- Born: 28 April 1919 Montevideo, Uruguay
- Died: 8 January 2013 (aged 93) Norwalk, Connecticut, US
- Occupations: Artist, educator
- Known for: Woodcuts
- Spouse: Leona Pierce
- Children: Pablo Frasconi, Miguel Frasconi

= Antonio Frasconi =

Uruguayan-American visual artist

Antonio Frasconi (28 April 1919 in Montevideo, Uruguay - 8 January 2013 in Norwalk, CT, USA) was a Uruguayan - American visual artist, best known for his woodcuts. He was raised in Montevideo, Uruguay, and lived in the United States from 1945.

==Life==

Antonio Rudolfo Frasconi was born 28 April 1919 on a boat between Argentina & Uruguay and was raised in Montevideo, Uruguay. He had parents of Italian descent. They had moved to South America during World War I. Frasconi's mother managed a restaurant whilst his father was frequently unemployed. Frasconi frequently quotes his mother and her view of his talents. He said that his mother talked of art at the church where she was brought up as if it had been done by God rather than man. She felt that if Frasconi had been born with a gift, he would already be a famous artist rather than working like her each day. His mother worked in the restaurant, cared for Frasconi and his two sisters and still found time to be a seamstress

By the age of twelve, he was learning a trade at a printers after abandoning a course at Círculo de Bellas Artes. During his teenage years he admired Gustave Doré and Goya, whilst indulging in creating caricatures of political figures.
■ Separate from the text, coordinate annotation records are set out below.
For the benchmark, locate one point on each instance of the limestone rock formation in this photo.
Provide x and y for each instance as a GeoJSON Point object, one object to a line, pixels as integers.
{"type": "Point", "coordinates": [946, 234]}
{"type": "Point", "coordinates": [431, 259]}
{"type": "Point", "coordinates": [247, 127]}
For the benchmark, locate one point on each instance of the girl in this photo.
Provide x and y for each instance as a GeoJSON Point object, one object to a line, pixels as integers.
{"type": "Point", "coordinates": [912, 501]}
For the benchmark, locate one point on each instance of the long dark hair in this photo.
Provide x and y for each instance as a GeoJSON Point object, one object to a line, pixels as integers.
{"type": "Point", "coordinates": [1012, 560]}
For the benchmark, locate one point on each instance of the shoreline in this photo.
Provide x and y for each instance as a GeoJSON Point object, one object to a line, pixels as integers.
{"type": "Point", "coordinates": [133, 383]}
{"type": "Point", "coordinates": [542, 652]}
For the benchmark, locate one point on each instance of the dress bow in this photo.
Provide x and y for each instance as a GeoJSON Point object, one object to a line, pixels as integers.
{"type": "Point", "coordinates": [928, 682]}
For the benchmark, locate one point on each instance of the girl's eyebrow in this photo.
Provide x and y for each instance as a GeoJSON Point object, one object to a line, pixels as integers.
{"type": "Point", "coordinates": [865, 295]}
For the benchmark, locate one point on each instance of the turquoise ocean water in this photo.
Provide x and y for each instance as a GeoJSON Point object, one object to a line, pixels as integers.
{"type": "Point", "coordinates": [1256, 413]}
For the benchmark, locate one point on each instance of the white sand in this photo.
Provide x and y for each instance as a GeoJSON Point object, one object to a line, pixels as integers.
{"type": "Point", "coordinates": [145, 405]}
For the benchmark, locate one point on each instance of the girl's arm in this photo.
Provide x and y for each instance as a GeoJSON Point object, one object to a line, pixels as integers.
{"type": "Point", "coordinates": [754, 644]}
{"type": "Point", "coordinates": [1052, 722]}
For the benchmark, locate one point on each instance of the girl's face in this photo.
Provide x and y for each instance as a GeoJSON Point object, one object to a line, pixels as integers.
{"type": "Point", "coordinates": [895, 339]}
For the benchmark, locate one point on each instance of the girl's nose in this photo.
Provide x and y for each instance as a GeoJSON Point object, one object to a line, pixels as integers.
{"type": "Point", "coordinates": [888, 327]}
During the war, an exhibition of impressionism and post-impression was organised by the French in Latin America. Artists such as Van Gogh and Cézanne captured his imagination. However it was the woodcuts of Paul Gauguin that he was attracted to most. Frasconi says he became intrigued by American writers and musicians. He would hear Jazz on the radio and read American authors like Walt Whitman.

Frasconi moved to the United States in 1945 at the end of World War II. He worked as a gardener and as a guard at the Santa Barbara Museum of Art. It was at that museum that he had his first dedicated show. His recognition was beginning to grow and within twelve months he had a similar show at the Brooklyn Museum of Art.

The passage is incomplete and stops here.